The Los Angeles-based Kaino has created a minimalist, 20-by-20-foot
sculptural platform that invokes iconic attractions at the 1939 New York
World’s Fair. Spectators all weekend can help Kaino “levitate” the
structure, holding it aloft like crowd surfers at Burning Man.
Kaino says the project began after he left Basel’s 2008 fair crestfallen
because of the focus on that year’s economic collapse. “People were
freaking out about money, and that’s not why I got into art,” says
Kaino, who closed his studio after the fair to study magic instead. “I’m
looking for volunteers to help me hold [this project] up in the air as
long as possible. It’s an act of faith and deals with belief and
suspension of disbelief at the same time. When it comes down, it’s
over.” (December 1 through 4 at Collins Park, 21st Street and Collins
Avenue, Miami Beach. Admission is free. Visit artbaselmiamibeach.com.)

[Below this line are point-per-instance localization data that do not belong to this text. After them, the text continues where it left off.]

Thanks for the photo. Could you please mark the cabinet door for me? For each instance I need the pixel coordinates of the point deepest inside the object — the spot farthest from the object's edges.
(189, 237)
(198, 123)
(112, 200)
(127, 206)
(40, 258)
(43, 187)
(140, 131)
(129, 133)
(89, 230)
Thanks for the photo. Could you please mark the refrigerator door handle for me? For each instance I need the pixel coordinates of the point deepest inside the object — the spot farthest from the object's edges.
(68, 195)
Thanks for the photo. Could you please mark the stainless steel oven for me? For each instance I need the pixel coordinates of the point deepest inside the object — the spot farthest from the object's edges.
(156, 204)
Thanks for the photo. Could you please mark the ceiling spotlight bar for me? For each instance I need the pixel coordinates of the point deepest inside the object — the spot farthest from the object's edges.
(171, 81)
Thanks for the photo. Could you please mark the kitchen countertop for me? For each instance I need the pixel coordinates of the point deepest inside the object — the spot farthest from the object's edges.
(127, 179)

2. Art Video: Public Screenings in SoundScape Park
Taking advantage of the skull-staving, 7,000-square-foot outdoor
projection wall on the façade of the Frank Gehry-designed New World
Center in SoBe, this video program selected by David Gryn, director of
London’s Artprojx, boasts feature film and video by top-drawer talent.

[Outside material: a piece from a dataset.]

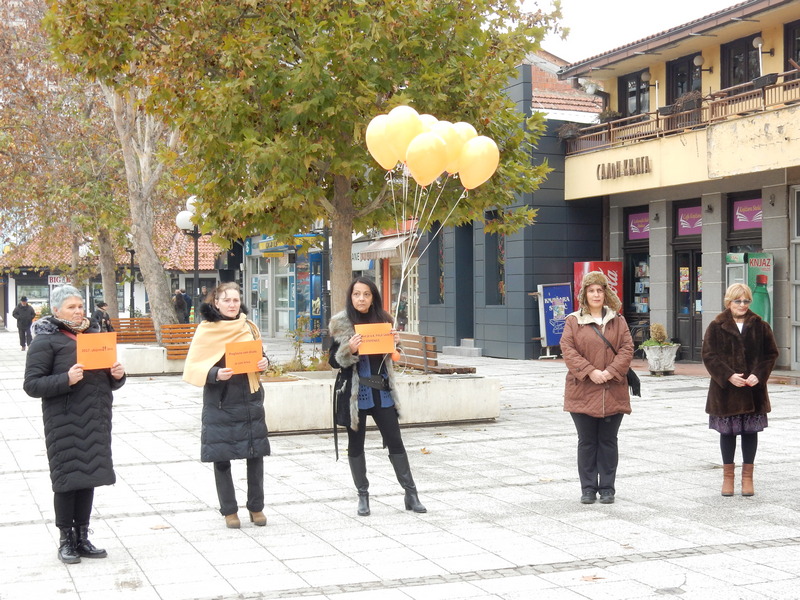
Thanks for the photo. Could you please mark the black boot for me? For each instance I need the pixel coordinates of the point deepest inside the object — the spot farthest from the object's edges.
(66, 547)
(358, 467)
(84, 547)
(403, 471)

Friday at 8 p.m., Americania will offer a selection of shorts showing
the United States through the eyes of various artists from contrasting
backgrounds. Saturday at 8 p.m., you can catch Painterly, a 55-minute
work that explores new digital technology by combining film, animation,
sculpture, and painting in unexpected ways. (December 1 through 4 at New
World Center’s SoundScape Park, 500 17th St., Miami Beach. Admission is
free. Visit artbaselmiamibeach.com.)
1. Here Lies Georges Wildenstein
If we had to predict what will become the most trumpeted work during
this year’s circus, look no further than our own homegrown Primary
Projects. The rogue troika of Books IIII Bischof, Chris Oh, and Typoe’s
new show with edgy works by 15 artists takes its name from an
influential Parisian art dealer of Jewish descent who was stripped of
his French nationality in 1940 and later accused of trafficking art with
the Nazis. Among the highlights are Miru Kim’s Basel opus The Pig That
Therefore I Am, where the artist will wallow nude in a glass enclosure
full of live hogs. Her performance promises to leave local tongues
wagging well into Noche Buena, the traditional Cuban roast-pork dinner
that locals slaver over for Christmas Eve. (December 1 through 4 at
Primary Projects, 4141 NE Second Ave., Ste. 104, Miami. Opening
reception Thursday from 7 to 10 p.m. Visit primaryflight.com/projects.)